When confronted with a case where evidence or contraband was seized from an automobile, one of the first questions we ask is whether the search and seizure by law enforcement was proper and legal. We want to make sure that the circumstance of any given case is one where police officers are legally permitted to search an automobile. We'll discuss a few instances in which police officers are excused from the ordinary need for a search warrant – consent, limited weapons search, and search for evidence or contraband pursuant to probable cause.
Consent - In any search, including searches of automobiles, law enforcement officers are entitled to search if they are given consent by the owner or driver of the automobile.
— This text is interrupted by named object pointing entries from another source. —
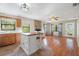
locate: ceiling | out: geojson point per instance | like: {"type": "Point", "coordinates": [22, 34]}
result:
{"type": "Point", "coordinates": [42, 11]}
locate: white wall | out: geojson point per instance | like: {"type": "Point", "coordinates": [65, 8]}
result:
{"type": "Point", "coordinates": [25, 21]}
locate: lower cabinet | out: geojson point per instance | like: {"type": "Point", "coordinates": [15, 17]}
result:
{"type": "Point", "coordinates": [30, 43]}
{"type": "Point", "coordinates": [6, 39]}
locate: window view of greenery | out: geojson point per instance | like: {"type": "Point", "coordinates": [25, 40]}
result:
{"type": "Point", "coordinates": [7, 25]}
{"type": "Point", "coordinates": [26, 28]}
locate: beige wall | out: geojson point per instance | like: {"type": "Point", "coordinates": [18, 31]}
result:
{"type": "Point", "coordinates": [25, 21]}
{"type": "Point", "coordinates": [78, 32]}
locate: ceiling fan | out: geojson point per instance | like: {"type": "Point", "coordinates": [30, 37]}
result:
{"type": "Point", "coordinates": [75, 4]}
{"type": "Point", "coordinates": [54, 18]}
{"type": "Point", "coordinates": [24, 6]}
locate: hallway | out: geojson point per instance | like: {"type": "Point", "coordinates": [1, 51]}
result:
{"type": "Point", "coordinates": [59, 47]}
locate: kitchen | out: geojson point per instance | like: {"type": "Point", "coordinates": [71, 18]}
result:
{"type": "Point", "coordinates": [31, 33]}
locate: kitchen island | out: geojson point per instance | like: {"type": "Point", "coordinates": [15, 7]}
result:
{"type": "Point", "coordinates": [31, 42]}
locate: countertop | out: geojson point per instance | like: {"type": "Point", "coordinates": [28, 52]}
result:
{"type": "Point", "coordinates": [31, 34]}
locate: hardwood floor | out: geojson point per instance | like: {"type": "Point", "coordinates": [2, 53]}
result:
{"type": "Point", "coordinates": [58, 46]}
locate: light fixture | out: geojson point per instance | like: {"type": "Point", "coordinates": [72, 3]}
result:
{"type": "Point", "coordinates": [24, 6]}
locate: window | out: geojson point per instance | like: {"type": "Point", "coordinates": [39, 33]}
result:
{"type": "Point", "coordinates": [26, 28]}
{"type": "Point", "coordinates": [7, 24]}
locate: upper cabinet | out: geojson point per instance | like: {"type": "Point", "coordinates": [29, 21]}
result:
{"type": "Point", "coordinates": [37, 25]}
{"type": "Point", "coordinates": [9, 23]}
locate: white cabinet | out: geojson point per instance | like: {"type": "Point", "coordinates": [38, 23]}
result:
{"type": "Point", "coordinates": [30, 43]}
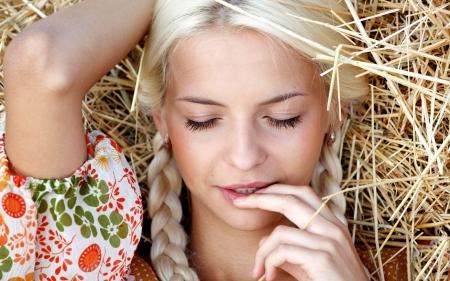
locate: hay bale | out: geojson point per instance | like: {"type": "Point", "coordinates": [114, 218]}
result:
{"type": "Point", "coordinates": [396, 147]}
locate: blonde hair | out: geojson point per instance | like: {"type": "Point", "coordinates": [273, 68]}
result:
{"type": "Point", "coordinates": [175, 21]}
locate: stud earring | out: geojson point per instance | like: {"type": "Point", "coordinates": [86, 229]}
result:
{"type": "Point", "coordinates": [331, 137]}
{"type": "Point", "coordinates": [167, 143]}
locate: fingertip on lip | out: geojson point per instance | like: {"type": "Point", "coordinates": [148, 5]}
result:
{"type": "Point", "coordinates": [261, 190]}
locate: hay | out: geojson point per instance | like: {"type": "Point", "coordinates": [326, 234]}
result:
{"type": "Point", "coordinates": [396, 148]}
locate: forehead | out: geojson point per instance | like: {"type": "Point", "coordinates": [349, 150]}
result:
{"type": "Point", "coordinates": [238, 60]}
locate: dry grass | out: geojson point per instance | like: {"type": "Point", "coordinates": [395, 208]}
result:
{"type": "Point", "coordinates": [395, 153]}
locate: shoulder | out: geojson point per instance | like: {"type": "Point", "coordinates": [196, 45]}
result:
{"type": "Point", "coordinates": [141, 270]}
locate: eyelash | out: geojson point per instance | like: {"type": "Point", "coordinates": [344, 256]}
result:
{"type": "Point", "coordinates": [200, 126]}
{"type": "Point", "coordinates": [287, 123]}
{"type": "Point", "coordinates": [277, 124]}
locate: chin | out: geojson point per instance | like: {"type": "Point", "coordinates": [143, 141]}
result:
{"type": "Point", "coordinates": [253, 220]}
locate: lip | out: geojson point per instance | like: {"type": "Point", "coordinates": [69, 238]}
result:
{"type": "Point", "coordinates": [256, 184]}
{"type": "Point", "coordinates": [230, 195]}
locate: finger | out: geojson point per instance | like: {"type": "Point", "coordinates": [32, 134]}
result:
{"type": "Point", "coordinates": [296, 237]}
{"type": "Point", "coordinates": [306, 194]}
{"type": "Point", "coordinates": [293, 208]}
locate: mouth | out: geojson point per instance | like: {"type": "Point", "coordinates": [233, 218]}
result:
{"type": "Point", "coordinates": [247, 190]}
{"type": "Point", "coordinates": [231, 192]}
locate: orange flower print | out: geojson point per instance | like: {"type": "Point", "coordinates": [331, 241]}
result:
{"type": "Point", "coordinates": [4, 231]}
{"type": "Point", "coordinates": [4, 181]}
{"type": "Point", "coordinates": [14, 205]}
{"type": "Point", "coordinates": [90, 258]}
{"type": "Point", "coordinates": [28, 277]}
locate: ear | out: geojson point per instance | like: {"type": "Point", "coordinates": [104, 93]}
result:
{"type": "Point", "coordinates": [160, 123]}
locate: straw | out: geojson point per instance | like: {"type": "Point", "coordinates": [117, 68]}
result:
{"type": "Point", "coordinates": [396, 145]}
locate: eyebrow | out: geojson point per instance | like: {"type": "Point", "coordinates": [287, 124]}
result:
{"type": "Point", "coordinates": [283, 97]}
{"type": "Point", "coordinates": [276, 99]}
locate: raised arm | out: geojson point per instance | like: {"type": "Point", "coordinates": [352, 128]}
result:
{"type": "Point", "coordinates": [47, 70]}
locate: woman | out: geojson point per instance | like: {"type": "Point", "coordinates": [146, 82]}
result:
{"type": "Point", "coordinates": [242, 109]}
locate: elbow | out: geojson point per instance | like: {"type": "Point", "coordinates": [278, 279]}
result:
{"type": "Point", "coordinates": [32, 61]}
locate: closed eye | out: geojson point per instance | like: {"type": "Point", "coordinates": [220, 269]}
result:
{"type": "Point", "coordinates": [287, 123]}
{"type": "Point", "coordinates": [200, 126]}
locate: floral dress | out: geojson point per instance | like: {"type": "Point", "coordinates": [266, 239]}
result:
{"type": "Point", "coordinates": [83, 227]}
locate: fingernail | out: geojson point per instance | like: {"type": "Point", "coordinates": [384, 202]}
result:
{"type": "Point", "coordinates": [239, 199]}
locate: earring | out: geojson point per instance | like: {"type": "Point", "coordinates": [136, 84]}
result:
{"type": "Point", "coordinates": [167, 143]}
{"type": "Point", "coordinates": [331, 137]}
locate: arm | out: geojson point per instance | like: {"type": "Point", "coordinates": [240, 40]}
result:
{"type": "Point", "coordinates": [47, 70]}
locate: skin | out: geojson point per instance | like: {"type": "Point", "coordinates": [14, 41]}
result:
{"type": "Point", "coordinates": [234, 84]}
In consent cases, police need not have probable cause or even any reasonable suspicion to believe that the automobile contains contraband or other evidence of a crime. Instead, the police officer can simply ask, even for no reason at all, if the owner or driver will voluntarily consent to a search. If consent is given, any evidence taken from the car will be admissible in the Arizona Superior and Municipal Courts. Note that the consent must be given voluntarily and with at least apparent authority (the consent giver appears to have ownership or control of the car or truck).
Limited search for weapons – Police officers are permitted to search for weapons in an automobile so long as they have reasonable grounds to believe there may be weapons in the car. Note that the search includes only the interior parts of the car. It does not include the trunk area unless the car is a hatchback type car in which case the search can extend to any area accessible to an occupant of the vehicle. Note that while the last rule appears to make it necessary that the passenger driver be inside of the car at the time of the weapon search, there is no such requirement. The "weapons search exception" to the search warrant requirement actually applies to traffic stop situations even if the driver and passengers are outside of the car at the time of the search.
Probable cause search - Finally, the police are entitled to search any part of the car, including the trunk area, where the officer has probable cause to believe that the car contains evidence of a crime or other contraband. There is no requirement that the police get a search warrant to search the car in this circumstance – the only requirement is that the police have probable cause. The basis for this search warrant exception is that cars are so easily driven away that evidence might be lost or destroyed if the police were required to take the time to get a warrant.